花生地位于一条小河边,七月下旬,花生正处于成熟期。这天,我、母亲和外婆起了个一大早,备好工具准备去地里挖花生。
母亲说花生生长需要大量水分,仅仅靠降水是不够的,种在河边便于取水灌溉。到达花生地需要下一个陡坡,那坡上的小道甚是狭窄,我们一步步走得很艰难。
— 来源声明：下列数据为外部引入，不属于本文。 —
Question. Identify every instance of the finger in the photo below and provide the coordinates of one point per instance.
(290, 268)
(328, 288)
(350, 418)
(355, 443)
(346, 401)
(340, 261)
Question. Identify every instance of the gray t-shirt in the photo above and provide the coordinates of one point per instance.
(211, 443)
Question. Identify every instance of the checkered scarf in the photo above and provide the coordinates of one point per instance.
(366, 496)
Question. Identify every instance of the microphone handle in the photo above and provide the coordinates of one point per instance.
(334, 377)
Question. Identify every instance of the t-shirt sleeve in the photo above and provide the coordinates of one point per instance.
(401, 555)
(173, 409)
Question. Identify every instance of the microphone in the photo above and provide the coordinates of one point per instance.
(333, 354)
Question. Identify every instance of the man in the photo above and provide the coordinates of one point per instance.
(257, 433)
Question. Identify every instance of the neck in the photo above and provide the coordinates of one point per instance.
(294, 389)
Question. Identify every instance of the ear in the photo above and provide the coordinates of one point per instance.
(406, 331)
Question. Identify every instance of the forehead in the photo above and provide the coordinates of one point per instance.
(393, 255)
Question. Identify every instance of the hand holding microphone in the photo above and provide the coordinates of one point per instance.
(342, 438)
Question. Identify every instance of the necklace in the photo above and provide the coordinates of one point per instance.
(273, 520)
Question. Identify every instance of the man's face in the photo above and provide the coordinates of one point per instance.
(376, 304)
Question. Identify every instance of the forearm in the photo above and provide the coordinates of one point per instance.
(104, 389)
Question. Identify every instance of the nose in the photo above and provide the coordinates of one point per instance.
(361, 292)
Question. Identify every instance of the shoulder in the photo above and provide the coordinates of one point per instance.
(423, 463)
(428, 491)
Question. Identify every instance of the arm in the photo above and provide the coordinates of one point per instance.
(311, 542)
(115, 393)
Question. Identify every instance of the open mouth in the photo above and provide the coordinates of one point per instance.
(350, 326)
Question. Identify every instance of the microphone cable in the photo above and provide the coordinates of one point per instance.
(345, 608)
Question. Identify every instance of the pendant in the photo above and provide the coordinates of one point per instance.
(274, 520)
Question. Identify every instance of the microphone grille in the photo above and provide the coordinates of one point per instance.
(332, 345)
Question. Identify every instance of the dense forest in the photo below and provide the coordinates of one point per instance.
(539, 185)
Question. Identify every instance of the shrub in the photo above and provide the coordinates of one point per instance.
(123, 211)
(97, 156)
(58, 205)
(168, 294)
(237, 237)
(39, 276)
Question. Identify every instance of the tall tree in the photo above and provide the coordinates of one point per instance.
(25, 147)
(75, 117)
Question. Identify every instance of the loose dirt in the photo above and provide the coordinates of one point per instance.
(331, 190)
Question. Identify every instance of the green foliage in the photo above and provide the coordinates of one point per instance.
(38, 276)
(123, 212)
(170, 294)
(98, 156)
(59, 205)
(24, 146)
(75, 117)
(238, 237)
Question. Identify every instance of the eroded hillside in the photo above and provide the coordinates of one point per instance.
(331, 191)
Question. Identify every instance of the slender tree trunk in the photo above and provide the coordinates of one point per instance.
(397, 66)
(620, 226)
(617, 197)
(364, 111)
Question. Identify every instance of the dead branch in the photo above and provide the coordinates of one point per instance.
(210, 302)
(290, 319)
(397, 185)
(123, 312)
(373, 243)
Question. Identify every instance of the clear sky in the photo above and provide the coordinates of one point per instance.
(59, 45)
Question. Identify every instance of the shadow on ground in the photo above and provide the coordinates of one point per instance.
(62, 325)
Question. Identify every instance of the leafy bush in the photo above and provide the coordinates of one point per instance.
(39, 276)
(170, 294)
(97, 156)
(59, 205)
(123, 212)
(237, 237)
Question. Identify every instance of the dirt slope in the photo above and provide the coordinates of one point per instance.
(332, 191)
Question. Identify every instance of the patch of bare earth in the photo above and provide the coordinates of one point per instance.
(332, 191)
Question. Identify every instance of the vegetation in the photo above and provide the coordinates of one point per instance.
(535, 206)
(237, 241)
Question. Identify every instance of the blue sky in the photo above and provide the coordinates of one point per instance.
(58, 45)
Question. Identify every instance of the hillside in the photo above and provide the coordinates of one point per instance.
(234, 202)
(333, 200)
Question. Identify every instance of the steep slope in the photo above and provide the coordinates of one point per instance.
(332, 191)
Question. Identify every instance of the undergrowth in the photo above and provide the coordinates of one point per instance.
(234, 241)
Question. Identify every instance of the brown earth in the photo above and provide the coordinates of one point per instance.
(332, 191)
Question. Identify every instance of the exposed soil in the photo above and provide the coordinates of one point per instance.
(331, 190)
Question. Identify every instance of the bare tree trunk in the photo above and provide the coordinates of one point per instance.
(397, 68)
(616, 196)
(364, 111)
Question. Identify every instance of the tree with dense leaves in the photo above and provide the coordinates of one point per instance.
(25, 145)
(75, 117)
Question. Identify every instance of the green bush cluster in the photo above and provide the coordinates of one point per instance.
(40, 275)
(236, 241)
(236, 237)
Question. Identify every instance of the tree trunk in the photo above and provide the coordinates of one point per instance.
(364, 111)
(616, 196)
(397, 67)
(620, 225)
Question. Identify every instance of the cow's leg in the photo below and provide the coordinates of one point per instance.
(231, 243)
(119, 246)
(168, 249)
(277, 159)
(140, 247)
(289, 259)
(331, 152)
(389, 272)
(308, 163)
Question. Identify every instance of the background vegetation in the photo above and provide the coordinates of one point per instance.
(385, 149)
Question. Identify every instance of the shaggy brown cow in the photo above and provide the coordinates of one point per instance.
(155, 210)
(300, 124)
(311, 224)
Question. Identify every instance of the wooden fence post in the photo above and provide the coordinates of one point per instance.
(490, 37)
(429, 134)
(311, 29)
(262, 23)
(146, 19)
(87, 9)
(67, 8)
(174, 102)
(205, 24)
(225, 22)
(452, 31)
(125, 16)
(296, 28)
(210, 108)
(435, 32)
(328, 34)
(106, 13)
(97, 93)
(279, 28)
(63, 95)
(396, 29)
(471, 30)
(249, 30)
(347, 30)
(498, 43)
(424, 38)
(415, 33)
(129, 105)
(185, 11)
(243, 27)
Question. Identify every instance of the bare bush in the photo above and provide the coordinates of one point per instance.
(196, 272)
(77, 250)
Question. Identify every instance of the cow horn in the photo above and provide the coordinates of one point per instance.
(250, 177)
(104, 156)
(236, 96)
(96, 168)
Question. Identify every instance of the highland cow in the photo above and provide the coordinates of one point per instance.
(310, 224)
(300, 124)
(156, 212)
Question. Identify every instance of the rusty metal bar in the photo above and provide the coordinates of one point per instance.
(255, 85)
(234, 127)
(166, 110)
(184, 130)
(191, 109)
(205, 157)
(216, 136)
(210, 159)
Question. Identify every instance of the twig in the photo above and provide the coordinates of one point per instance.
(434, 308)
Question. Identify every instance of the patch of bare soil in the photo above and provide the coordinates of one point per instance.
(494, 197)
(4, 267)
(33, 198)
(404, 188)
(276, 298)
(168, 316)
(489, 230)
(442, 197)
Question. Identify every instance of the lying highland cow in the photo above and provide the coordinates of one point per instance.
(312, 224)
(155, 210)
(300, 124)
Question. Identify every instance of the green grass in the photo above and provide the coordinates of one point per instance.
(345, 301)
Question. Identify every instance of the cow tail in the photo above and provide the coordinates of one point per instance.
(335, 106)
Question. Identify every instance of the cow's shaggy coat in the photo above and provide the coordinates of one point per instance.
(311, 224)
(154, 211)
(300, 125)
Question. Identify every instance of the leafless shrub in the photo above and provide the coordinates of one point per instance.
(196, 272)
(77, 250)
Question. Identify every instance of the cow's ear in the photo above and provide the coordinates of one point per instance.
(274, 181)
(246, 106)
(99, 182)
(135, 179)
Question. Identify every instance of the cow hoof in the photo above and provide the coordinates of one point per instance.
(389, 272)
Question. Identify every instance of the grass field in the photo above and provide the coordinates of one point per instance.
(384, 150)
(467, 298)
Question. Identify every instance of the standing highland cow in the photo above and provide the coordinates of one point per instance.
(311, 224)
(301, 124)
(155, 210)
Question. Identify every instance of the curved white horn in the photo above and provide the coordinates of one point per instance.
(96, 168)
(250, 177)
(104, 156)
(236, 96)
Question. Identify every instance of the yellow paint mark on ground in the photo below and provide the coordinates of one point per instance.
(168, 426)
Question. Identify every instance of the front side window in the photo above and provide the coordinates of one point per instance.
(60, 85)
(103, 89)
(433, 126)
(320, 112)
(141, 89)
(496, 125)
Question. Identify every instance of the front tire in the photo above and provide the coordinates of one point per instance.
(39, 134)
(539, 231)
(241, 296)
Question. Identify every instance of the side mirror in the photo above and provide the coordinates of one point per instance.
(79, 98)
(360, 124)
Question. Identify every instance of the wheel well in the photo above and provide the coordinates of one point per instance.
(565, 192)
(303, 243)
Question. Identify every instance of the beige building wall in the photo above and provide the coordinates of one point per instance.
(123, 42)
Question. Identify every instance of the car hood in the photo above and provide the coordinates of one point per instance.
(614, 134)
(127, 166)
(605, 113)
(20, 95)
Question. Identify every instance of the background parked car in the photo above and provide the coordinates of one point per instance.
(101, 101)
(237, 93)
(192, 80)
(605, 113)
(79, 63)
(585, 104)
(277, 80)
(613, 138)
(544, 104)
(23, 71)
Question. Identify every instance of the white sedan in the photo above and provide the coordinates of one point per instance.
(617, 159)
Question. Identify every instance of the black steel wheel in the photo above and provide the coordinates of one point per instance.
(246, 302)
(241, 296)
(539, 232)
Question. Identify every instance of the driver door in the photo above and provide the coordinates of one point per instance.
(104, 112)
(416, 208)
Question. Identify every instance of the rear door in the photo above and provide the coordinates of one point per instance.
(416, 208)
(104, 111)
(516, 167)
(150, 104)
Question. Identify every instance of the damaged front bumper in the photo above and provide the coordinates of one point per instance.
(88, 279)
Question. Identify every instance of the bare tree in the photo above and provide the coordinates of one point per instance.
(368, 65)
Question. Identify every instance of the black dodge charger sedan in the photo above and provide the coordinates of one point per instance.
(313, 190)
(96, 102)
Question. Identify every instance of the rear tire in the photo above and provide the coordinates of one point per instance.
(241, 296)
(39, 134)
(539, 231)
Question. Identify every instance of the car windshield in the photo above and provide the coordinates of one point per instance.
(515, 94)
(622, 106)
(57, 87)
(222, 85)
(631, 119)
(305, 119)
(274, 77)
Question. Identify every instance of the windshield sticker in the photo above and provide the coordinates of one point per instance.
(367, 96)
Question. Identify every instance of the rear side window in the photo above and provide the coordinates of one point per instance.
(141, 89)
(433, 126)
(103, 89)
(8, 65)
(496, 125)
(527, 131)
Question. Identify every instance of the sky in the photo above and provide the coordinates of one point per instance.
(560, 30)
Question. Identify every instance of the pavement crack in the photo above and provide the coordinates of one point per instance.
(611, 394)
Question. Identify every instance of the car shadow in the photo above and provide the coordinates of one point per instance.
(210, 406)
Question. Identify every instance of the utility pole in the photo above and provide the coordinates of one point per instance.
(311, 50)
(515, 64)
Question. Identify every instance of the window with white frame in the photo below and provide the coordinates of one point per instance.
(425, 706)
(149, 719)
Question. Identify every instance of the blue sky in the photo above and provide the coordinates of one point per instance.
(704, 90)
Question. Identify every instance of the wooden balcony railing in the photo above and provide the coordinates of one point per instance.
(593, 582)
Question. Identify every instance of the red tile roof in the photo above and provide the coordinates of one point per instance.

到达花生地后,我们开始分工。母亲说外婆年迈,而我还小,便让我们俩坐着摘花生,她去挖花生。我说摘花生比较快,而挖花生比较费力,速度没那么快,我来帮你吧。母亲看我坚持,便不再说什么。分完工,我们便开始工作了。我与母亲一人在一厢花生地里埋首用手把花生从地里拔出来,外婆则坐在一旁把花生从藤子上摘下来。母亲看了看今年的花生,沮丧地说:“今年的花生结得不够密,收成不行啊。”我一时手足无措,看着失落的母亲,又看了看手里的花生,不知道说什么。外婆安慰母亲说,种地本就是靠天吃饭,水分光照条件都好的时候,收成就好,今年天干,连河水都见底了,自然收成不好。母亲不再说话,继续认真地挖着花生。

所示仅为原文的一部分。